During class Friday, fifth-grade students learned improvisation while playing on a recorder. She encouraged her students to be creative and asked them to think critically. It is one of the four C’s she teaches by.
“Critical thinking, collaboration, communication and creativity,” she said.
Rather than just play music, the students use the information they have at hand to make decisions.
Her voice is always calm. And her students follow her lead and listen to her instructions.
Hopkins said she would describe her style of teaching as “love and structure.”
“I always use a tone of voice with my students where they know that I love them and I care about them,” Hopkins said. “I teach the students to empower themselves. It something that I believe in very strongly. I help them see what’s inside of themselves.”
She reminds her students that it isn’t always about their singing voices.
It’s about who they are and what they can contribute, she said.

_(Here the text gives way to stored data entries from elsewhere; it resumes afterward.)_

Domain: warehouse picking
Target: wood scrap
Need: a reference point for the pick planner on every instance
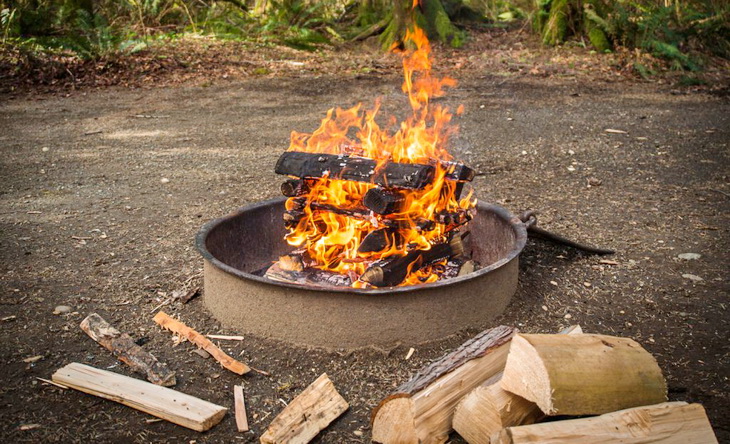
(421, 410)
(584, 374)
(126, 350)
(488, 408)
(307, 414)
(666, 423)
(240, 409)
(168, 404)
(166, 322)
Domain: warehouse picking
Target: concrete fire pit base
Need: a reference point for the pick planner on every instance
(339, 318)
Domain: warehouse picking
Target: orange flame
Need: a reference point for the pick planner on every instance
(332, 240)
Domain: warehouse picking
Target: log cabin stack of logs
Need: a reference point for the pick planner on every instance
(504, 387)
(383, 205)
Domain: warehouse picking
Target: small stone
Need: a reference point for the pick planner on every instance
(202, 353)
(689, 256)
(692, 277)
(62, 309)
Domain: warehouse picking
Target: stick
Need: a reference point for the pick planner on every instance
(240, 407)
(307, 414)
(171, 405)
(124, 349)
(166, 322)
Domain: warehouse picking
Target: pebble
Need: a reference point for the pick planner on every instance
(689, 256)
(692, 277)
(62, 309)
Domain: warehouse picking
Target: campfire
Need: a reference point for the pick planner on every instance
(372, 206)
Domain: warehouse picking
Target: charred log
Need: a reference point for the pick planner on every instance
(393, 270)
(384, 201)
(359, 169)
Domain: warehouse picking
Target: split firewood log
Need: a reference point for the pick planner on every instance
(582, 374)
(666, 423)
(421, 410)
(488, 408)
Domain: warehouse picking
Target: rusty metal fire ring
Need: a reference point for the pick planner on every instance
(234, 246)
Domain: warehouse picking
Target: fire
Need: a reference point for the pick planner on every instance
(332, 240)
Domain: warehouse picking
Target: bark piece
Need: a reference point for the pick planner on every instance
(124, 348)
(307, 414)
(666, 423)
(421, 410)
(582, 374)
(240, 406)
(488, 408)
(168, 404)
(360, 169)
(166, 322)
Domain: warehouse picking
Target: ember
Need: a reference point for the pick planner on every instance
(372, 206)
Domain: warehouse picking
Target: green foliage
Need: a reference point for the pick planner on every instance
(670, 30)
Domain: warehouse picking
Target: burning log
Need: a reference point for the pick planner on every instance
(582, 374)
(127, 351)
(359, 169)
(378, 240)
(307, 276)
(393, 270)
(307, 414)
(294, 187)
(384, 201)
(669, 422)
(421, 410)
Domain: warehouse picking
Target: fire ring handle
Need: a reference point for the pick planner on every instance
(529, 218)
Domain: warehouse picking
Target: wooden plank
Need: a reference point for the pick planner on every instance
(124, 349)
(421, 410)
(359, 169)
(171, 405)
(307, 414)
(584, 374)
(166, 322)
(240, 408)
(665, 423)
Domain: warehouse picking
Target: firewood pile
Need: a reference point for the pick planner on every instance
(505, 387)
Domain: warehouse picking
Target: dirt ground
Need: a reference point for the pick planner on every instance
(88, 221)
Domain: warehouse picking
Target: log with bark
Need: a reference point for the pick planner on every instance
(421, 410)
(582, 374)
(168, 323)
(127, 351)
(488, 408)
(666, 423)
(162, 402)
(307, 414)
(359, 169)
(393, 270)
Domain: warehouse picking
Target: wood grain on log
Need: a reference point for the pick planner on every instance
(125, 349)
(666, 423)
(421, 410)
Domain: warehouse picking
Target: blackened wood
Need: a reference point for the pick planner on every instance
(294, 187)
(127, 351)
(384, 201)
(393, 270)
(360, 169)
(458, 172)
(377, 240)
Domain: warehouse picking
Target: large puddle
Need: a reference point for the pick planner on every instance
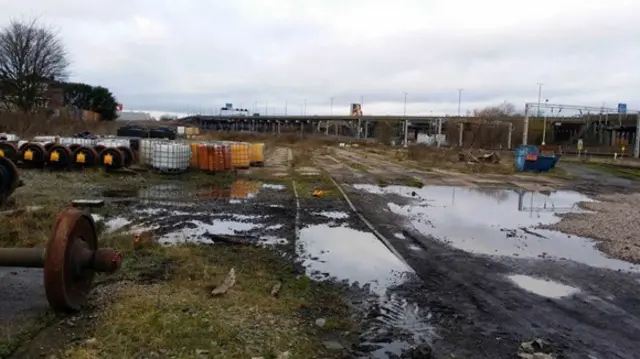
(202, 214)
(498, 222)
(329, 248)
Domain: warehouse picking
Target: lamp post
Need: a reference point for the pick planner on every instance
(406, 123)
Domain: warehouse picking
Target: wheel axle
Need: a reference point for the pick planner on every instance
(70, 260)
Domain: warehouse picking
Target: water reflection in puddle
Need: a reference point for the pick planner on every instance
(498, 222)
(173, 192)
(196, 231)
(334, 214)
(542, 287)
(358, 257)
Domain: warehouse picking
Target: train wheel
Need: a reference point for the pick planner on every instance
(112, 158)
(85, 156)
(99, 149)
(60, 156)
(74, 147)
(33, 154)
(8, 150)
(9, 178)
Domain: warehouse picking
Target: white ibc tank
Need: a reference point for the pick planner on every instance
(170, 156)
(114, 142)
(146, 149)
(44, 139)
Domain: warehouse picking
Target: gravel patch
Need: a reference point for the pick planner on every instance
(615, 221)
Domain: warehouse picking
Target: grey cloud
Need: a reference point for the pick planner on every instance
(210, 53)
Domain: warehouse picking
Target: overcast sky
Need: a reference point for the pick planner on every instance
(196, 55)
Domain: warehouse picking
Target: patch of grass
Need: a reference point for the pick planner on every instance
(27, 228)
(177, 317)
(306, 185)
(358, 166)
(620, 171)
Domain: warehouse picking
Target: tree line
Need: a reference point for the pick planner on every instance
(32, 59)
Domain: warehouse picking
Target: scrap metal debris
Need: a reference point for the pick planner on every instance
(275, 290)
(228, 282)
(534, 350)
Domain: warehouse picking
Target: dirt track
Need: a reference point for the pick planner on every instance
(445, 300)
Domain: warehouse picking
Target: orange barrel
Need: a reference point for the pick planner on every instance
(234, 154)
(244, 161)
(194, 155)
(226, 151)
(202, 157)
(220, 158)
(216, 157)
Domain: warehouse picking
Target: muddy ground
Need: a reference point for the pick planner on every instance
(447, 264)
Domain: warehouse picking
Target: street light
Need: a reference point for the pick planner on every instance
(544, 124)
(405, 104)
(539, 96)
(406, 123)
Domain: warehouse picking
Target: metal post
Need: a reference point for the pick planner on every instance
(539, 97)
(366, 129)
(525, 125)
(439, 132)
(636, 144)
(544, 130)
(406, 123)
(22, 257)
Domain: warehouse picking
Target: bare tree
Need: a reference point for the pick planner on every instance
(31, 57)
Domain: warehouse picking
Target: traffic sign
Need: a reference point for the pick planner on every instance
(622, 108)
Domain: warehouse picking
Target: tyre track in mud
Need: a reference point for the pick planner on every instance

“I think when children feel that they are cared for then they are ready to learn,” Aversboro principal Tiffany Stuart said. “And they want to work hard for a teacher that cares about them. They don’t want to let down a teacher who cares about them.”
Pinnacle of a career
The day the semifinalists were announced for district, the teachers at Aversboro had not been able to get on the Internet. Stuart called an emergency meeting for the teachers after school and said she had an announcement to make.
After school, the teachers gathered. There, awaiting them were a big bouquet of balloons for someone.
And Stuart made her announcement that Hopkins had been selected as one of the 26 semifinalists for Wake County Teacher of the Year.
“I was absolutely shocked,” Hopkins said. “I had no idea.”
This is her third nomination as teacher of the year for her school, but she had never made it as far as a semifinalist for the award.
Stuart said she was not surprised to hear Hopkins had been selected as a semifinalist.
“But I was elated,” Stuart said. “Ms. Hopkins so represents our school and our community. I’m just so proud of her and proud she is moving on to that next level for recognition and taking a look at what we do and why we do it. It’s just the best profession in the world. So to see our teachers honored is truly special.”
Hopkins said winning the “Teacher of the Year” honor for Wake County would be the pinnacle of her career.
“I thank God every day that I know what I want to do with my life,” she said. “I know what my purpose is. I know why I am here. I have a life’s work. And to have that recognzied as exceptional would be very rewarding.
“But if I don’t get it, I won’t do anything differently.”